Chapter 4
A few days later, Emily stood at the edge of the farmer’s market, clutching her canvas bag and wondering if this had been a mistake.
The morning sun cut between the vendor stalls, and the scent of fresh bread mingled with the salt air.
She’d waited until late morning, hoping the early crowds would have thinned, but the market still buzzed with activity.
“Just get what you need and leave.” She adjusted her sunglasses and stepped into the flow of shoppers.
The first stall offered local honey, and she paused to examine the golden jars. The vendor, an older woman with weathered hands, smiled warmly.
“New to town?” The woman tilted her head toward the lighthouse barely visible in the distance. “I saw you walking up from that direction.”

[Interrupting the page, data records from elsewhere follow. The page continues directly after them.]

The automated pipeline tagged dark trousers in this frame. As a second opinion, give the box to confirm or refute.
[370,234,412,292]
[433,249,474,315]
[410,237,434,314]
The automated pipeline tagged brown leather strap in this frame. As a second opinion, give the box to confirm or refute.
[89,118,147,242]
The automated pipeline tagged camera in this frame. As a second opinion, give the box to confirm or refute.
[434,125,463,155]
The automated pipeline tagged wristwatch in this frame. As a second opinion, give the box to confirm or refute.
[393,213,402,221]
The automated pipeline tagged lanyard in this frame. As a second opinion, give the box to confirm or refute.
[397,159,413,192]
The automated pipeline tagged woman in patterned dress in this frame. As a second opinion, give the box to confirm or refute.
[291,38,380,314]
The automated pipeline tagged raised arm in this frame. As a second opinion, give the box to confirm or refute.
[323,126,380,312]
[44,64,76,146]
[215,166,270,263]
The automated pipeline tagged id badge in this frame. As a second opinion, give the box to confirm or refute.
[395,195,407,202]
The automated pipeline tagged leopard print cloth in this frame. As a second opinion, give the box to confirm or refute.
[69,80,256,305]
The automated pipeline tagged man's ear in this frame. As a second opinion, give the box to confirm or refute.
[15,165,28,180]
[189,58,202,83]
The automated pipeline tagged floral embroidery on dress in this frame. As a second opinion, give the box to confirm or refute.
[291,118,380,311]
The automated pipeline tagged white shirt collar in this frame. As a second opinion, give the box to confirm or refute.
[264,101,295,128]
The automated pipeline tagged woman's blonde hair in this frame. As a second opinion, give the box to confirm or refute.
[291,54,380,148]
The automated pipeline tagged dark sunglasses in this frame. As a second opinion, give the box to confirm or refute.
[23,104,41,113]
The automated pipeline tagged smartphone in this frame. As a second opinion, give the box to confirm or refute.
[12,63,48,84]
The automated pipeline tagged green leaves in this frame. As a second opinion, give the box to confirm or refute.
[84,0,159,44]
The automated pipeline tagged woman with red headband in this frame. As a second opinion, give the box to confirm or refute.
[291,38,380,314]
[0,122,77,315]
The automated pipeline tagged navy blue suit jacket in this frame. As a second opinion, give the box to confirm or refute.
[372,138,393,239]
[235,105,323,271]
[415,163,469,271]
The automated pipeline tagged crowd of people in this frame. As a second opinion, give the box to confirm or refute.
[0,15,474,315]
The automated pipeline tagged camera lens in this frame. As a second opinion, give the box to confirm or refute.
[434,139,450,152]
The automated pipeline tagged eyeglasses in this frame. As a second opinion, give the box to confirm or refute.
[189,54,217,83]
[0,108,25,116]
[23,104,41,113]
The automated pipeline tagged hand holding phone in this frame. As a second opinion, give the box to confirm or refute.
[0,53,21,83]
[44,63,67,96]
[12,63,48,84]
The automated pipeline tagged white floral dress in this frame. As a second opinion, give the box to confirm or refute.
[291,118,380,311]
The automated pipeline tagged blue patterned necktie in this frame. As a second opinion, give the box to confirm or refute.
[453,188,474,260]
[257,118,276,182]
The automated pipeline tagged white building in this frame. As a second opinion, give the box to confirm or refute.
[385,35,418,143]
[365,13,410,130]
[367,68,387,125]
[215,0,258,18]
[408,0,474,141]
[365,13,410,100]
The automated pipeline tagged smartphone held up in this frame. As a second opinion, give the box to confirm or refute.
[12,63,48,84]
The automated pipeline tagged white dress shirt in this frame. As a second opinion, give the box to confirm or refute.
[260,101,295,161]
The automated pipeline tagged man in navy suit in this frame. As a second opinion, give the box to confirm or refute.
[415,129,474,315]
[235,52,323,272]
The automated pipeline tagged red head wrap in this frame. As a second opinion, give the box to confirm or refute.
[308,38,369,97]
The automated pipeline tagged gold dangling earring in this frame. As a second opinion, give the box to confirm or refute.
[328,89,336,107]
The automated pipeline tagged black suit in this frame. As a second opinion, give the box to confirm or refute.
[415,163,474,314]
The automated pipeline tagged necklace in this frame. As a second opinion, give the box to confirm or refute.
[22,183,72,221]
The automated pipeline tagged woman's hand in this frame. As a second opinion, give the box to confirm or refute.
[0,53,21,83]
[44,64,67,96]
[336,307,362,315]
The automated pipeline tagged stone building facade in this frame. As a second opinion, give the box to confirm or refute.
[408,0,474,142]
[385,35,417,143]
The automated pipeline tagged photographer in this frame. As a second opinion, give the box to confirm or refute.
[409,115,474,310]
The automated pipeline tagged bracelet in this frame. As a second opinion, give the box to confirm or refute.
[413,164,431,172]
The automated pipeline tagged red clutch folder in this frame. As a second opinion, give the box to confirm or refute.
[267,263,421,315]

“Just visiting.” She selected a small jar and handed over exact change, hoping to discourage further conversation.
She moved quickly through the market, gathering fresh herbs and a loaf of sourdough.
Each transaction felt like exposure, and every friendly question a potential threat to her anonymity.
Maybe she should have driven to the next town for groceries instead, but she could never pass up a farmer’s market with its fresh produce and interesting craft displays.
At the pottery stall, she lingered despite herself. A mug caught her eye, glazed in swirling blues and greens that captured the Gulf’s shifting colors. She picked it up, running her thumb along the smooth rim.
“Beautiful work.” The voice behind her sent a jolt of recognition through her body.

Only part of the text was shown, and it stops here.